A material for producing an ammonia decomposition reaction catalyst used in the production of an ammonia decomposition reaction catalyst,
The material for preparing the ammonia decomposition reaction catalyst is a metal precursor compound in the form of a metal complex compound having one or more acetylacetonate group (acac) ligands and other ligand groups,
The other ligand group is at least one selected from the group consisting of a t-BuDAD (1,4-di-tert-butyl-1,3-diaza butadiene) group, a TMEDA (TetraMethyl EthyleneDiamine) group, and a CO (carbonyl) group. ,
A material for producing an ammonia decomposition reaction catalyst, characterized in that the metal of the metal precursor compound in the form of a metal complex compound is Ru (ruthenium). delete According to paragraph 1,
The ammonia decomposition reaction catalyst is a material for producing an ammonia decomposition reaction catalyst, characterized in that it is a catalyst produced by providing the metal of the metal precursor compound to an ammonia decomposition catalyst support. delete delete According to paragraph 3,
The ammonia decomposition catalyst support is a material for producing an ammonia decomposition reaction catalyst, characterized in that it is a support doped with a lanthanide element, an alkali metal, an alkaline earth metal, or a transition metal.

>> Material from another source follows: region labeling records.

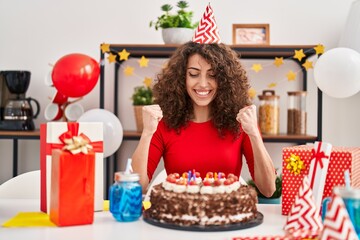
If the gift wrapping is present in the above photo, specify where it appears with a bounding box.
[40,122,104,213]
[282,144,360,215]
[308,142,332,211]
[49,149,95,226]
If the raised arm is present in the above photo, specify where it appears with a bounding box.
[132,105,163,191]
[236,105,276,197]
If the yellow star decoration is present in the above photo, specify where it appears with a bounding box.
[143,77,152,87]
[286,70,296,81]
[124,66,134,76]
[108,53,116,63]
[314,44,325,55]
[294,49,306,62]
[285,153,305,175]
[118,49,130,61]
[251,64,262,72]
[248,88,256,99]
[101,43,110,53]
[302,60,313,71]
[274,57,284,67]
[138,56,149,67]
[268,83,277,88]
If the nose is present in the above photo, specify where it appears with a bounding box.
[199,74,208,87]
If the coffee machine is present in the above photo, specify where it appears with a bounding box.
[0,71,40,131]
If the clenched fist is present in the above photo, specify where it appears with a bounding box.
[142,104,163,134]
[236,105,260,136]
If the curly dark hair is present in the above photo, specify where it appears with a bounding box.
[153,42,251,136]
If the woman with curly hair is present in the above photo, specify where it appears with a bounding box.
[132,42,275,196]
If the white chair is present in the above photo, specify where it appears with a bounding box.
[144,169,247,201]
[0,170,40,199]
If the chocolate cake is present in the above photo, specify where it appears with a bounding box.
[147,173,257,226]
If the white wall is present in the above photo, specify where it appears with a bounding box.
[0,0,360,183]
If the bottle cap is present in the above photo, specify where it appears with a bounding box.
[114,172,140,182]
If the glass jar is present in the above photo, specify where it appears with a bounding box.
[258,90,280,134]
[287,91,307,134]
[109,172,142,222]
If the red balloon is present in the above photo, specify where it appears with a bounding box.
[51,53,100,97]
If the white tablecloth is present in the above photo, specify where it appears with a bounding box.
[0,199,286,240]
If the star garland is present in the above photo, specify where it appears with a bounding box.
[100,43,325,99]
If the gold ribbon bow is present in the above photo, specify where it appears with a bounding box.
[285,153,305,175]
[63,136,93,154]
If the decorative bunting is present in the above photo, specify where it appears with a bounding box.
[267,83,277,88]
[118,49,130,61]
[108,53,116,63]
[274,57,284,67]
[143,77,152,87]
[251,64,262,72]
[100,43,110,53]
[320,195,359,240]
[100,43,325,99]
[138,56,149,67]
[286,70,296,82]
[284,176,323,234]
[192,4,221,44]
[314,44,325,56]
[294,49,306,62]
[302,60,313,71]
[124,66,134,76]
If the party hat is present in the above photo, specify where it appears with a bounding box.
[284,176,323,235]
[192,4,221,44]
[320,195,359,240]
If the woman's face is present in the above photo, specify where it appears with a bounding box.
[186,54,218,107]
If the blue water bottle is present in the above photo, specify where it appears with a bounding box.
[109,172,142,222]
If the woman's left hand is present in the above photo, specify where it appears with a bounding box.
[236,105,259,136]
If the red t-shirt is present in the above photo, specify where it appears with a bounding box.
[147,121,254,180]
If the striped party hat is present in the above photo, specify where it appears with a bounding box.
[192,4,221,44]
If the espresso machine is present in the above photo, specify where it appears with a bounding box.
[0,71,40,131]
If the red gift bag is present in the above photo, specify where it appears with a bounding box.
[282,145,360,215]
[50,149,95,226]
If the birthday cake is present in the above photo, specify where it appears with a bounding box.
[147,173,257,226]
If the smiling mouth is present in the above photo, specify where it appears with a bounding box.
[195,90,211,96]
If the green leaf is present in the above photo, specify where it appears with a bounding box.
[149,1,198,30]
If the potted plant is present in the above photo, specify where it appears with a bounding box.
[131,86,153,132]
[247,174,282,204]
[150,1,198,44]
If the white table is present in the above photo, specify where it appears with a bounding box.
[0,199,286,240]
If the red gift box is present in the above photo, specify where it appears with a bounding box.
[282,145,360,215]
[50,150,95,226]
[40,122,104,213]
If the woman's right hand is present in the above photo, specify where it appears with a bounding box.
[142,104,163,134]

According to clause 6,
A material for producing an ammonia decomposition reaction catalyst, characterized in that the lanthanum group element is at least one selected from the group consisting of lanthanum, cerium, and mixtures thereof. According to clause 6,
The support is SiO ₂ , CeO ₂ , ZrO ₂ , TiO ₂ , MgO, Al ₂ O ₃ , V ₂ O ₅ , Fe ₂ O ₃ , Co ₃ O ₄ , Ce-ZrO _x , MgO-Al ₂ O ₃ , and A material for producing an ammonia decomposition reaction catalyst, characterized in that it is at least one selected from the group consisting of mixtures thereof. An ammonia decomposition reaction catalyst, characterized in that it is manufactured using the material for producing the ammonia decomposition catalyst according to any one of claims 1, 3, and 6 to 8. According to clause 9,
The ammonia decomposition reaction catalyst is characterized in that the metal of the metal precursor compound is contained in an amount of 0.01 to 5 parts by weight based on 100 parts by weight of the ammonia decomposition reaction catalyst. According to clause 9,
The ammonia decomposition reaction catalyst is characterized in that it contains 0.1 to 100 mole parts of one or more elements or metals of lanthanide elements, alkali metals, alkaline earth metals, and transition metals based on 100 mole parts of the ammonia decomposition reaction catalyst. (A) preparing a metal precursor solution by dissolving a metal precursor compound, which is a metal complex compound containing an acetylacetonate group ligand and another ligand, in a solvent; and
(B) mixing the ammonia decomposition reaction catalyst support and the metal precursor solution to provide metal to the ammonia decomposition reaction catalyst support,
The other ligand group in step (A) is selected from the group consisting of t-BuDAD (1,4-di-tert-butyl-1,3-diazabutadiene) group, TMEDA (TetraMethylEthyleneDiamine) group, and CO (carbonyl) group. There is more than one,
Method for producing an ammonia decomposition reaction catalyst, characterized in that the metal of the metal precursor compound in the form of a metal complex compound is Ru (ruthenium). A hydrogen production method, characterized in that hydrogen is produced from ammonia using the ammonia decomposition reaction catalyst of claim 9. A hydrogen production method, characterized in that hydrogen is produced from ammonia using the ammonia decomposition reaction catalyst of claim 10. A hydrogen production method, characterized in that hydrogen is produced from ammonia using the ammonia decomposition reaction catalyst of claim 11.